Students might notice some changes in the cafeteria when they go back to school in a few weeks.
The USDA will announce rules today that require schools to get rid of unhealthy snacks and eliminate students’ exposure to junk food, ABC News has exclusively learned.
The biggest difference this year will be what students see around the school. If a snack, food item or beverage is not healthy enough for a school to sell or serve, it can't be advertised either. That means no more pictures of soda on vending machines or in the cafeteria.
Katie Wilson, USDA deputy under secretary for Food, Nutrition and Consumer Services, said many schools requested these changes.
"Education and wellness and advertising to kids about healthier choices [and] that all has to be part of the school environment just like making sure they have pencils and paper and computers," Wilson said.
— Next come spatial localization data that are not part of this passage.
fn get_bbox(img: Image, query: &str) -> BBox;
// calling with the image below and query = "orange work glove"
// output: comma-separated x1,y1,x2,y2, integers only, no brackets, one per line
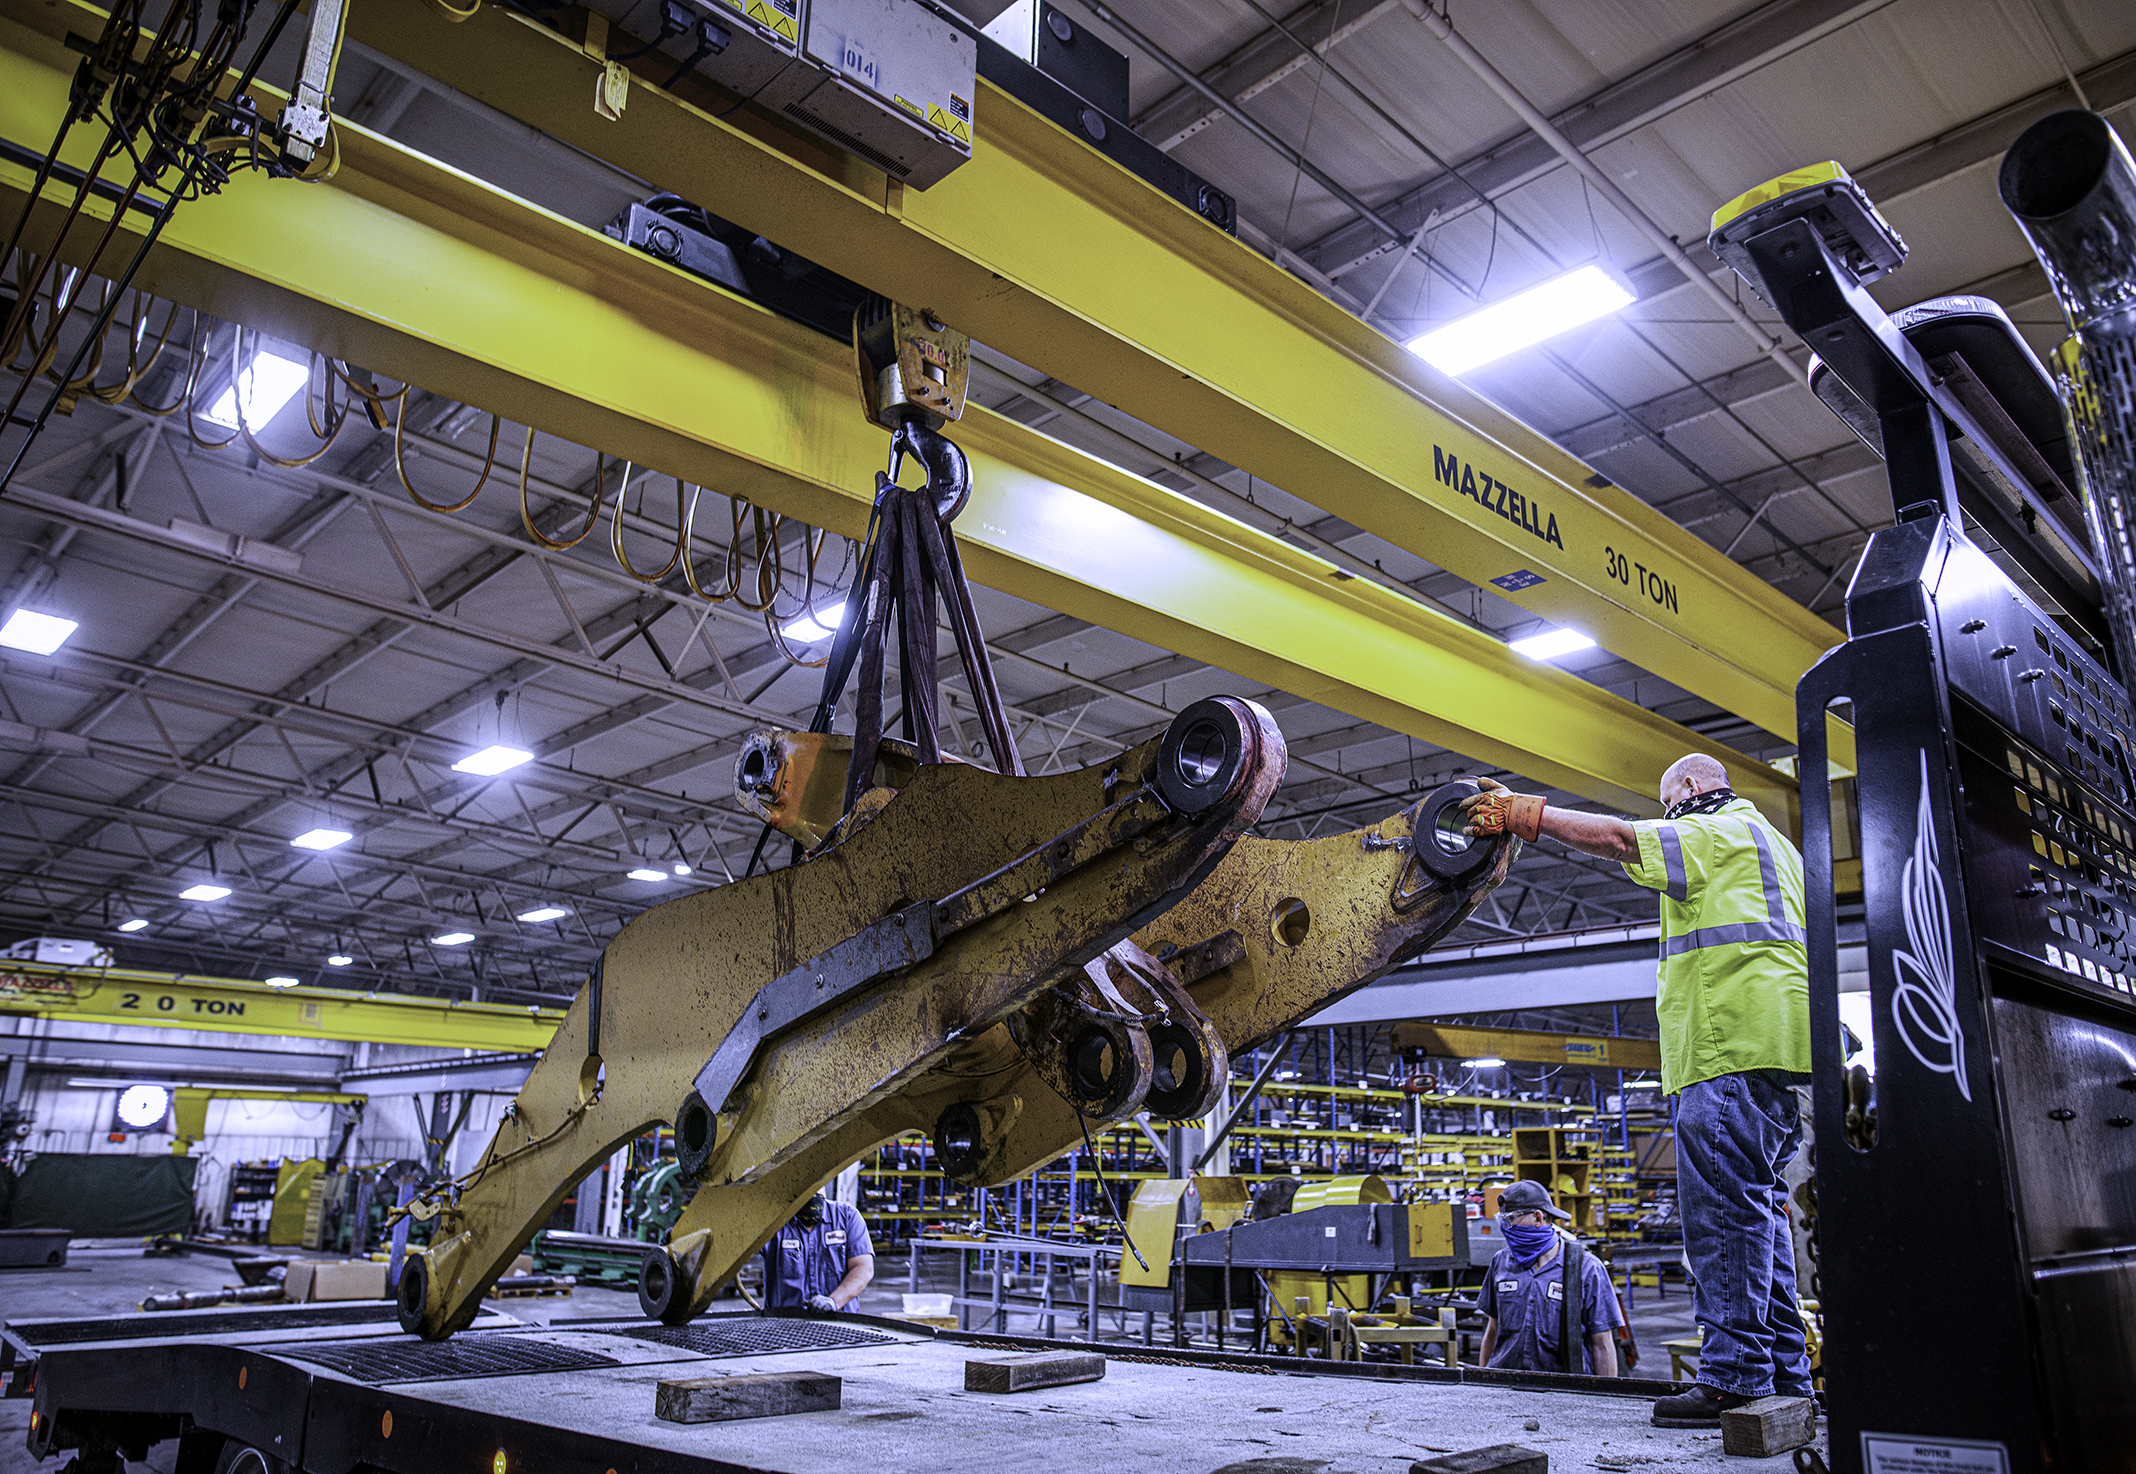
1459,776,1545,842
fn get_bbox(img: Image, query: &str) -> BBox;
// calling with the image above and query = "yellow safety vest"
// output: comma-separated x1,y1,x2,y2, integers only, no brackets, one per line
1622,798,1812,1094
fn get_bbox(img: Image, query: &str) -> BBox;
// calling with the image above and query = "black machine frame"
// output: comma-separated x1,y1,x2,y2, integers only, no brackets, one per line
1739,192,2136,1472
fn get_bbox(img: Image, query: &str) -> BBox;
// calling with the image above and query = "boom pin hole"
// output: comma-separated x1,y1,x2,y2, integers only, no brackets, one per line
1433,803,1474,853
1154,1038,1187,1093
1272,898,1312,948
1174,719,1228,789
577,1055,605,1104
1072,1030,1118,1092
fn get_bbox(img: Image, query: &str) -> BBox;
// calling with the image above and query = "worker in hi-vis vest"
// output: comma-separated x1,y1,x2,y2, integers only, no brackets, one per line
1464,753,1813,1428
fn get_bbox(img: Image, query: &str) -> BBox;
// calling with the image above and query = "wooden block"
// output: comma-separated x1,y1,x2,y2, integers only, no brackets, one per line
962,1350,1107,1393
1411,1445,1547,1474
281,1261,314,1303
654,1370,842,1424
1719,1396,1817,1458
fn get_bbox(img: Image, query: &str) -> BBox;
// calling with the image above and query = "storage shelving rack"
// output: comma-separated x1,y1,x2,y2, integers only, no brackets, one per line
223,1161,283,1241
853,1083,1609,1245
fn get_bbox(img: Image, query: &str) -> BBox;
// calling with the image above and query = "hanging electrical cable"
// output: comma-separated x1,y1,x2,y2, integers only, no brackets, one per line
7,239,855,669
610,468,685,584
397,398,499,511
518,429,607,551
0,0,343,487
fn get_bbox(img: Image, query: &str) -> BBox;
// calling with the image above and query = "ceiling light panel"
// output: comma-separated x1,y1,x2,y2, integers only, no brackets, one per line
1407,265,1634,375
0,609,78,654
453,745,533,776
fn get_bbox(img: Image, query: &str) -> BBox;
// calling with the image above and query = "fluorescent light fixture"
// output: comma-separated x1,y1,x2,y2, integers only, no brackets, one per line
672,861,693,876
116,1084,171,1128
0,609,78,655
1509,628,1597,662
1465,1056,1506,1069
179,883,231,902
326,954,354,967
452,745,533,777
1625,1078,1662,1090
117,918,150,933
263,975,301,988
1406,264,1635,375
290,828,352,851
517,906,569,923
628,868,668,883
780,599,847,643
202,350,309,430
431,931,475,946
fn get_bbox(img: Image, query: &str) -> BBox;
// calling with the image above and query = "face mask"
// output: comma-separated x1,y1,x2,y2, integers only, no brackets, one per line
1502,1219,1556,1262
1664,786,1737,821
795,1197,824,1229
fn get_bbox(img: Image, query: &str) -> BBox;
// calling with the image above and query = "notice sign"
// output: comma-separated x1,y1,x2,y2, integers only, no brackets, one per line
1863,1435,2009,1474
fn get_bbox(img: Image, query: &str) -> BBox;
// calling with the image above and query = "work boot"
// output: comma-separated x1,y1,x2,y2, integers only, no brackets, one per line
1651,1383,1755,1427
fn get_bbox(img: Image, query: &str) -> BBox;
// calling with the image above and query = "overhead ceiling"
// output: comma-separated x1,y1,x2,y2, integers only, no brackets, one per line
1,0,2126,1002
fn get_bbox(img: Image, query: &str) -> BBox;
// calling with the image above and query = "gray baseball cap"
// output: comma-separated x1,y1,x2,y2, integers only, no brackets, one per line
1498,1179,1570,1221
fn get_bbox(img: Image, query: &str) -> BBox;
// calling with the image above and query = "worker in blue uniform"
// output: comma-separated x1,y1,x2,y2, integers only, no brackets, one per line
1475,1180,1622,1377
758,1192,875,1311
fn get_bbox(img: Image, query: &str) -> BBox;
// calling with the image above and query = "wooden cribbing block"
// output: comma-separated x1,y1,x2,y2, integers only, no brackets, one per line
1719,1396,1818,1457
653,1370,841,1424
1411,1446,1547,1474
962,1350,1106,1393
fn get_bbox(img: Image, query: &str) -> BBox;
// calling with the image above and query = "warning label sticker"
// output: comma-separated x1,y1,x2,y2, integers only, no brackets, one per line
1862,1434,2010,1474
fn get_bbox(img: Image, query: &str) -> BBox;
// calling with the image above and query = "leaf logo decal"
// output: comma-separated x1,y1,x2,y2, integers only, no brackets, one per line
1889,750,1969,1101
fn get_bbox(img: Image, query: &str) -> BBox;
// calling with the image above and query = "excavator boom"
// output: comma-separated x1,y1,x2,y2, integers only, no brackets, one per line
395,698,1285,1338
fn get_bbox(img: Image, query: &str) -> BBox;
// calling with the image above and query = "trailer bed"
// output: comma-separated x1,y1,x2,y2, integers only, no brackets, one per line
3,1304,1830,1474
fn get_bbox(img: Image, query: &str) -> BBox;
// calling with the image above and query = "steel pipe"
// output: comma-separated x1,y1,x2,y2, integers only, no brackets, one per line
2001,109,2136,684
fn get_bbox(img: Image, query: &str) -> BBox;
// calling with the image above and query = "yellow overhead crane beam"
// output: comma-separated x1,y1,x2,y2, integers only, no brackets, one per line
0,7,1793,824
332,0,1848,755
0,963,564,1051
171,1087,367,1151
1391,1022,1663,1072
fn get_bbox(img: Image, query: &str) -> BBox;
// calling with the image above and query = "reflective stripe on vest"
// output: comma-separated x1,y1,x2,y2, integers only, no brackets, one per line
1746,822,1787,926
1657,809,1803,959
1656,823,1689,902
1660,919,1808,958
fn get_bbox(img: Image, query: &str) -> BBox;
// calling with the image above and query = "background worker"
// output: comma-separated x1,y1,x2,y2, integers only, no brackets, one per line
1476,1180,1621,1377
1463,754,1814,1426
758,1191,875,1312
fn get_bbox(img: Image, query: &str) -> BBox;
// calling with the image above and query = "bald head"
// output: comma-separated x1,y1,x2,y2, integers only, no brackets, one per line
1660,754,1730,811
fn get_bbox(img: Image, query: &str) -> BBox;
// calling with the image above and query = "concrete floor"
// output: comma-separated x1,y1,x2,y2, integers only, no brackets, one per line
0,1243,1810,1474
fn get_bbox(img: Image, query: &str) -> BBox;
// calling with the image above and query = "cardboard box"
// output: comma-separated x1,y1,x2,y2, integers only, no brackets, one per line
284,1259,388,1302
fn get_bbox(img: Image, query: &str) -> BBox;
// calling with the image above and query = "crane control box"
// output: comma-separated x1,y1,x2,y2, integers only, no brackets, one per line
759,0,977,188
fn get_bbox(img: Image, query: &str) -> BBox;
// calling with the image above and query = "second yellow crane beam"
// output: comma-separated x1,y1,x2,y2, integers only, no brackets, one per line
1391,1023,1662,1072
335,0,1848,753
0,964,565,1050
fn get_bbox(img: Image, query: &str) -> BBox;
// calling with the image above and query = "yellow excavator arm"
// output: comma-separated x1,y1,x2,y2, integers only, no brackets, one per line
395,697,1289,1337
395,690,1514,1338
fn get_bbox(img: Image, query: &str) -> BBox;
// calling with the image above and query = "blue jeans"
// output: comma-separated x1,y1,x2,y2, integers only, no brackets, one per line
1676,1069,1814,1397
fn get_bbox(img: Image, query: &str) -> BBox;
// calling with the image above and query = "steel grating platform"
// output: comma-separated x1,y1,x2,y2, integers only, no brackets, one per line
576,1316,900,1358
252,1334,620,1383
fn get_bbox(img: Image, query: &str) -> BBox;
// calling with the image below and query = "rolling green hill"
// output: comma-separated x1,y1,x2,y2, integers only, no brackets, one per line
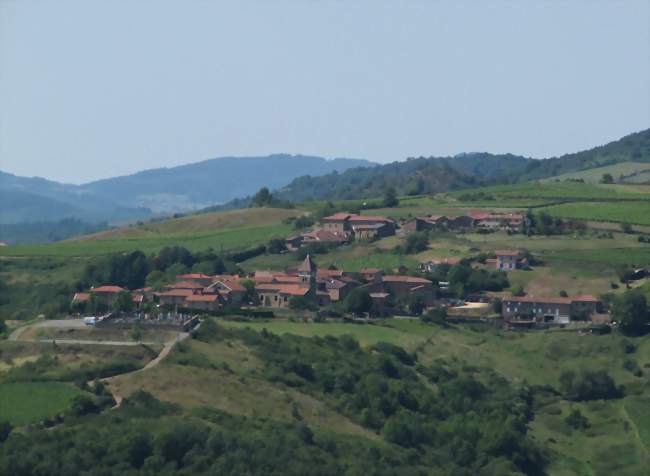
542,161,650,184
267,129,650,204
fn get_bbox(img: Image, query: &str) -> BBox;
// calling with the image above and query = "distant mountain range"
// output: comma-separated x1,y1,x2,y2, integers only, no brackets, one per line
1,129,648,244
0,155,371,225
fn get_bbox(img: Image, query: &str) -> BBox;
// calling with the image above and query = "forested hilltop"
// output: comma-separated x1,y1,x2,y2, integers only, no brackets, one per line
270,129,650,202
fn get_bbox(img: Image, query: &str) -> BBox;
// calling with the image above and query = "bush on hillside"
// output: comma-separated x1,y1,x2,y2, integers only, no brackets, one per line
559,369,623,401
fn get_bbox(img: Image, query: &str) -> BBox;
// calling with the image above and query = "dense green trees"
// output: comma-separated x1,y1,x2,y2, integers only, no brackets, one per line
614,291,649,336
0,324,548,475
344,289,373,316
559,369,623,401
113,291,134,313
398,231,428,254
600,173,614,184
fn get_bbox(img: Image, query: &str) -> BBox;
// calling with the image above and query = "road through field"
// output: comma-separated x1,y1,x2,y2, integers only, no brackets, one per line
9,318,197,407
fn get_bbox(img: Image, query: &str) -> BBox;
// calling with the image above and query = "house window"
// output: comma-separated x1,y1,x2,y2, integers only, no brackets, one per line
284,296,288,302
274,295,278,301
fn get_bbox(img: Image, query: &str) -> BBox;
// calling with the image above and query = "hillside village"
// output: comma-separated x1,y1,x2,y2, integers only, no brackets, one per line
69,208,640,330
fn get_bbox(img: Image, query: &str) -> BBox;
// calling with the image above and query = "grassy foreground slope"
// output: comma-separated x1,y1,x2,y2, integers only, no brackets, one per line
106,318,650,476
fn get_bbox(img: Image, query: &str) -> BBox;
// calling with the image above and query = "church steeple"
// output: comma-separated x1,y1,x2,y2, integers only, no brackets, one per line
298,254,316,289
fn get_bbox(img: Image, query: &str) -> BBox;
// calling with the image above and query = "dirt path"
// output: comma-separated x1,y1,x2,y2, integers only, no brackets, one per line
102,330,193,407
11,318,198,408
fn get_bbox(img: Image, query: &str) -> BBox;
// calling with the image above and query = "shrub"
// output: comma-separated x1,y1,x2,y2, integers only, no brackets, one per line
289,296,318,311
564,409,590,430
559,369,623,401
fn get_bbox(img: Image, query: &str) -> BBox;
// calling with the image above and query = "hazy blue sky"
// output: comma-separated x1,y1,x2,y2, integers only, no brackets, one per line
1,1,648,184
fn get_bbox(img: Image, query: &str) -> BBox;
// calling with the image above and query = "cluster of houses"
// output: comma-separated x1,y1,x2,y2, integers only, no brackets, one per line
402,212,527,234
285,213,396,250
72,251,606,326
72,255,438,316
283,210,527,253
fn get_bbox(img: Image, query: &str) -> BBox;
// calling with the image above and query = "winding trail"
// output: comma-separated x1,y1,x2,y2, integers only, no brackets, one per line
9,318,198,408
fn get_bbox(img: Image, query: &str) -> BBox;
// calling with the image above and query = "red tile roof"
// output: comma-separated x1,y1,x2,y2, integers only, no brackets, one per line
317,269,344,278
255,283,309,296
321,212,353,221
158,289,195,297
214,280,246,292
186,294,220,302
73,292,90,302
303,229,349,242
171,281,205,289
572,295,600,302
91,285,125,294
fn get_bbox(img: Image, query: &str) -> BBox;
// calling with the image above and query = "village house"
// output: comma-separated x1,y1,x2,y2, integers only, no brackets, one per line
205,279,247,305
320,213,395,240
184,294,222,312
89,285,126,304
401,215,450,233
447,215,476,230
494,250,528,271
470,212,526,233
324,277,360,301
157,288,196,306
502,295,602,324
401,217,435,234
285,228,350,250
361,275,437,307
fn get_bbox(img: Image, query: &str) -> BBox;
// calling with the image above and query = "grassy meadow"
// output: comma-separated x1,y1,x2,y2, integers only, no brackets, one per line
0,382,83,425
541,161,650,184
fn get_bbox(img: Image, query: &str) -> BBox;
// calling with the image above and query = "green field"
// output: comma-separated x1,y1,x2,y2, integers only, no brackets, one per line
221,319,428,347
455,182,650,201
539,201,650,226
542,161,650,184
0,382,84,425
0,222,293,257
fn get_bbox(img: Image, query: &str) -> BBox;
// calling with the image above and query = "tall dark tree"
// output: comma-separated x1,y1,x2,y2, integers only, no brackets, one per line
614,291,649,336
251,187,273,207
383,187,399,207
345,289,373,316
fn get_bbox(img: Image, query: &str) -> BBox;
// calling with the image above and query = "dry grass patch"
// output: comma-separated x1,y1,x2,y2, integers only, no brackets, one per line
110,364,377,439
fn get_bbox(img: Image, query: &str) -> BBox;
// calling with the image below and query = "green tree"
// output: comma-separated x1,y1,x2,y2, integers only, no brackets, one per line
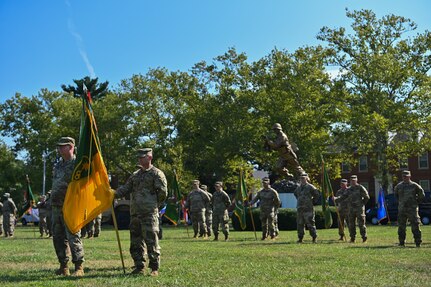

One study found that 70 percent of elementary and middle school students see ads for junk food at school and research published earlier this month showed that kids tend to eat more after seeing ads for unhealthy food.
Snacks can’t have too many calories or too much sodium, fat or sugar, according to the guidelines for schools. Foods that are “whole grain-rich” or mostly made up of fruits or vegetables are emphasized, and schools are recommended to sell only water, low-fat milk or milk alternatives, or 100 percent fruit or vegetable juice.
Wilson said 98 percent of schools around the country already meet these standards. Now that the rules are finalized, she said the USDA will continue its efforts to educate parents, communities and school staff about better nutritional food choices.
Healthier food in schools is nothing new. Guidelines about healthy school lunches and snacks have been rolling out for several years and are part of First Lady Michelle Obama’s "Let’s Move" campaign launched in 2010 to fight childhood obesity.